Edging ever closer to enterprise software maturity, the Hive data warehouse software has been updated with new capabilities considered essential for production use, such as indexing, concurrency and advances in authentication management.
"We're pleased that the Hive release includes advances in performance, security and usability that our enterprise customers and business intelligence partners can benefit from," said Charles Zedlewski, a vice president at Hadoop platform provider Cloudera, in an e-mail interview.
A component of the Apache Hadoop data processing framework, Apache Hive is open source software for running data warehouse-styled operations against large datasets stored in Hadoop file systems. It provides such operations as data summarization, ad-hoc querying, and analysis. Volunteer developers from Cloudera, Facebook and other companies contribute to the code-base.
Interest in Hadoop has been growing of late, as many see the platform as an essential tool for analyzing large amounts of data.
Version 0.7.0 of the software, released Tuesday, is the first major upgrade since version 0.6 was released in October.
The freshly released version contains a multitude of new features, many of which have long been available in commercial databases and data warehouses.
One new feature is indexing. With indexing, a summary of the data set is created that the system can use to speed processing of lookup and range queries. Authentication has been strengthened as well, allowing Hive to integrate with authorization information from other repositories.
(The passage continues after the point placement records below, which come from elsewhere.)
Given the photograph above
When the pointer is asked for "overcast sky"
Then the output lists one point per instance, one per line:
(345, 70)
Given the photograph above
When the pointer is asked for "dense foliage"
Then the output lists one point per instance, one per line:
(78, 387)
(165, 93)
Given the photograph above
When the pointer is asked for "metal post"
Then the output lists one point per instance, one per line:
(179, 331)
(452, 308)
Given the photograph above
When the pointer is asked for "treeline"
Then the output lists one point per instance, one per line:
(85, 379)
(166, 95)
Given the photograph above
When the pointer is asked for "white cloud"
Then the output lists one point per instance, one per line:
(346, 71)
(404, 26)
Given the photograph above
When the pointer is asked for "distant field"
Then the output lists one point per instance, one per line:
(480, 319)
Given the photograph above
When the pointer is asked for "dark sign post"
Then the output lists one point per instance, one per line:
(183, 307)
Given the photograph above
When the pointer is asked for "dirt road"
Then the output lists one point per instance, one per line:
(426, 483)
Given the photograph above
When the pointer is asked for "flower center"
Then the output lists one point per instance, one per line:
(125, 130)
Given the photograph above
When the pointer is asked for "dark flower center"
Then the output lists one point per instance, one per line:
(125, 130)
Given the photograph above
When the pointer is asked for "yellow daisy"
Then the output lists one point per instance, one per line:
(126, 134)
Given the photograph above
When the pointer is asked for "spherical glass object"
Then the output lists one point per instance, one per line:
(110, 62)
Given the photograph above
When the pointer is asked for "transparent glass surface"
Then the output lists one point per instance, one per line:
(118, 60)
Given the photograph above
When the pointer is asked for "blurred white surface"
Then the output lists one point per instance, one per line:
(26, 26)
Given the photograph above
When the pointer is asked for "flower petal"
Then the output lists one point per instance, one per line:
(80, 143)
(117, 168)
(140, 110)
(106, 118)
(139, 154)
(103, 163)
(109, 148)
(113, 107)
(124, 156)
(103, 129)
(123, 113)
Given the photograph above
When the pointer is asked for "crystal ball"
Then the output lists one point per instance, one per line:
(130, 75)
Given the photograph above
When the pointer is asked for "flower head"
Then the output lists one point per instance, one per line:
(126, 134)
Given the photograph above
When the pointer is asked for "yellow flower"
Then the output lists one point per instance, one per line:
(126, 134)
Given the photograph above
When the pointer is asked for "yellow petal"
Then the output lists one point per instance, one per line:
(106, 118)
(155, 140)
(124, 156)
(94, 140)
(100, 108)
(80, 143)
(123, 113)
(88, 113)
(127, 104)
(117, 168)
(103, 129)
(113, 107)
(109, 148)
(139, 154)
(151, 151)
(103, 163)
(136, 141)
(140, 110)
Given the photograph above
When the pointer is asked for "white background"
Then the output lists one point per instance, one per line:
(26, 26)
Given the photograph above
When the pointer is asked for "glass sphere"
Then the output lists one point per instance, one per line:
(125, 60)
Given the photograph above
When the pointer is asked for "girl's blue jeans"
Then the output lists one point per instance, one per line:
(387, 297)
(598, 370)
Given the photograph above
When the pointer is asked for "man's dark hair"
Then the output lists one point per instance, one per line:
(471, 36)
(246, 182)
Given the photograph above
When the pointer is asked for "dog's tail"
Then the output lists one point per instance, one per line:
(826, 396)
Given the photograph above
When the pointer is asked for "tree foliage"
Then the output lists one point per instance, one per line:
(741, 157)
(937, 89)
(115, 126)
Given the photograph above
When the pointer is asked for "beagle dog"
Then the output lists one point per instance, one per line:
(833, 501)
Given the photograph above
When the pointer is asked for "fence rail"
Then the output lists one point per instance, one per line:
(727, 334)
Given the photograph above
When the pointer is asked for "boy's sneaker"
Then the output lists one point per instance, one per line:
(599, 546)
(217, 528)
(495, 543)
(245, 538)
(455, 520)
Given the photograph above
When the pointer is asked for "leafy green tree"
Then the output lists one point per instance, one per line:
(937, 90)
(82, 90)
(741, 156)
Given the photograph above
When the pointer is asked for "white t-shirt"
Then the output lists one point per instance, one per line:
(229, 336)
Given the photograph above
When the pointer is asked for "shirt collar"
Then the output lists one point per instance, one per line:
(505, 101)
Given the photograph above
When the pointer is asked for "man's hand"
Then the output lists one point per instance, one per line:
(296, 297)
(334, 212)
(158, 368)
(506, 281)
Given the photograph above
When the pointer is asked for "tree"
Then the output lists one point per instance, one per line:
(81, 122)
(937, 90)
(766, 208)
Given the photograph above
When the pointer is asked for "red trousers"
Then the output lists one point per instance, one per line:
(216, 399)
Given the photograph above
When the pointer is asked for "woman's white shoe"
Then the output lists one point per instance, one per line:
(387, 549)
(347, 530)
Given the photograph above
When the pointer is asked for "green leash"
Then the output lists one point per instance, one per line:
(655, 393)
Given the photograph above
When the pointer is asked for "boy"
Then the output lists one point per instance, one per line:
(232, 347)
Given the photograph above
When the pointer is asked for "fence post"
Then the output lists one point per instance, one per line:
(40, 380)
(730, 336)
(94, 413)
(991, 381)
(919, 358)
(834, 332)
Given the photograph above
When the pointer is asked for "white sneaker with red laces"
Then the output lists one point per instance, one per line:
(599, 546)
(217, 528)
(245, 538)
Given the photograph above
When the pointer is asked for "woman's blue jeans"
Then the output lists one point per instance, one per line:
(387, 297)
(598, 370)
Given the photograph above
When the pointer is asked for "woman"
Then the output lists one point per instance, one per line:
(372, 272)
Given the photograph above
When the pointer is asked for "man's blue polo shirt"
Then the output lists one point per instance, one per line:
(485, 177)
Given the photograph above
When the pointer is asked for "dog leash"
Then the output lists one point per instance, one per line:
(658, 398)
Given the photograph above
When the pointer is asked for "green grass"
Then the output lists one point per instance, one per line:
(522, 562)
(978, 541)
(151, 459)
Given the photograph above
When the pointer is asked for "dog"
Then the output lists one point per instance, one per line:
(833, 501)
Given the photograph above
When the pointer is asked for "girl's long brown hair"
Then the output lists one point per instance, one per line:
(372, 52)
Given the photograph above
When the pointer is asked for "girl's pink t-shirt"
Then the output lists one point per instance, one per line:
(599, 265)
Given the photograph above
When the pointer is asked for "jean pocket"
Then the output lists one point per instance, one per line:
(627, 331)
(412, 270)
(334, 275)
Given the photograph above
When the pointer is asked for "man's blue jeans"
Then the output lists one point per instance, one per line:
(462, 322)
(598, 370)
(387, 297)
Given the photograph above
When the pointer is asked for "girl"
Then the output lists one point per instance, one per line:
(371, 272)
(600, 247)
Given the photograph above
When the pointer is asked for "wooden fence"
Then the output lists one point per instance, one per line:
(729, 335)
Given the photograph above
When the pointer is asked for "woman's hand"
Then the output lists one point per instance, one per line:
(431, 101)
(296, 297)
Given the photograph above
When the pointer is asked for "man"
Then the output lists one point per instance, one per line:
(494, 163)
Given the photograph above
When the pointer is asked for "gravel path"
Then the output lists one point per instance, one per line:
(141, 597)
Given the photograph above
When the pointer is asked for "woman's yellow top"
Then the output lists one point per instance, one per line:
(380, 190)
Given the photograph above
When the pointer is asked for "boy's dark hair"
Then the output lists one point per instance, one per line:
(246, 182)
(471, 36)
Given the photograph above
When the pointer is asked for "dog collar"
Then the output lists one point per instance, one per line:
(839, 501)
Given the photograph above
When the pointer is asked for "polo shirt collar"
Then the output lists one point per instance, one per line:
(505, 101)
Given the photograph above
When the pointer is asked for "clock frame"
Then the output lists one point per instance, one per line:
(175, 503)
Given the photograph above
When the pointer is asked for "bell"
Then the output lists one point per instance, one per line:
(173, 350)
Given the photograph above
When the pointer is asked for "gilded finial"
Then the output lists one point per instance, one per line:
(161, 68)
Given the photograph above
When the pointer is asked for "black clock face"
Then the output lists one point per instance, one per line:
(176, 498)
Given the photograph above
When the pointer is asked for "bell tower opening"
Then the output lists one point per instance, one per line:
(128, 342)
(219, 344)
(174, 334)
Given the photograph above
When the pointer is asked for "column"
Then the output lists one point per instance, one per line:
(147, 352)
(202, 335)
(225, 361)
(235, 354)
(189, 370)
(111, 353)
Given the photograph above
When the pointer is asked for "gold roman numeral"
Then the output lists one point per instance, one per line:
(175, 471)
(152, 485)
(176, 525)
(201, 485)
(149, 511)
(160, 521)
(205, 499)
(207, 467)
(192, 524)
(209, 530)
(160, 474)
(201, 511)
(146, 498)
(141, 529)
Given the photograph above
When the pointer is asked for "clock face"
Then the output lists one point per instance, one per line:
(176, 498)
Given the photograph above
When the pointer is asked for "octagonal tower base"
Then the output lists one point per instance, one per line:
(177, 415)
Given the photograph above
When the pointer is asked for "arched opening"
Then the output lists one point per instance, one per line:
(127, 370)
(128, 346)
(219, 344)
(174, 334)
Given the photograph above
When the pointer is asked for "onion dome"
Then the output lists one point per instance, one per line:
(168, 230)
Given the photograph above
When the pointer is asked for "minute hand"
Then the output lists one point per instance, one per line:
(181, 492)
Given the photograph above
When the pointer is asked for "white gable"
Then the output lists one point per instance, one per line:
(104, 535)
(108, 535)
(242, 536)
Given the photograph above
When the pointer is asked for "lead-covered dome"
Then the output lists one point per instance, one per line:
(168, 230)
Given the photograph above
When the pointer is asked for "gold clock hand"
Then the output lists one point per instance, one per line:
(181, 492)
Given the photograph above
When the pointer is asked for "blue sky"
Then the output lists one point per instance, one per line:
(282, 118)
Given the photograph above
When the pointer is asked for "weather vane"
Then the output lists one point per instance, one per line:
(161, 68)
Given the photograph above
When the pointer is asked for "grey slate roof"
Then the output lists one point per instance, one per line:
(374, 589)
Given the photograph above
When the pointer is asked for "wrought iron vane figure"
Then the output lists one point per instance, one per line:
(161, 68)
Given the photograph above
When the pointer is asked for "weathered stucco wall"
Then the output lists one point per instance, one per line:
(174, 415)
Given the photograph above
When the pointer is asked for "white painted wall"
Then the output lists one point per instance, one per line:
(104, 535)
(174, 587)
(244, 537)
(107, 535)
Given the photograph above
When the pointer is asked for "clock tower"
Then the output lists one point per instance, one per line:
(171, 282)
Hive 0.7 also features a new concurrency model. Prior versions of the software had no safeguards in place to prevent the system from updating a piece of data at the same time that data is being read by another part of the system. As a result, the system may return incorrect data. The new concurrent model prevents access to a piece of data that is being updated at that moment.
Hive version 0.7.0 works with Hadoop 0.20.1 and 0.20.2.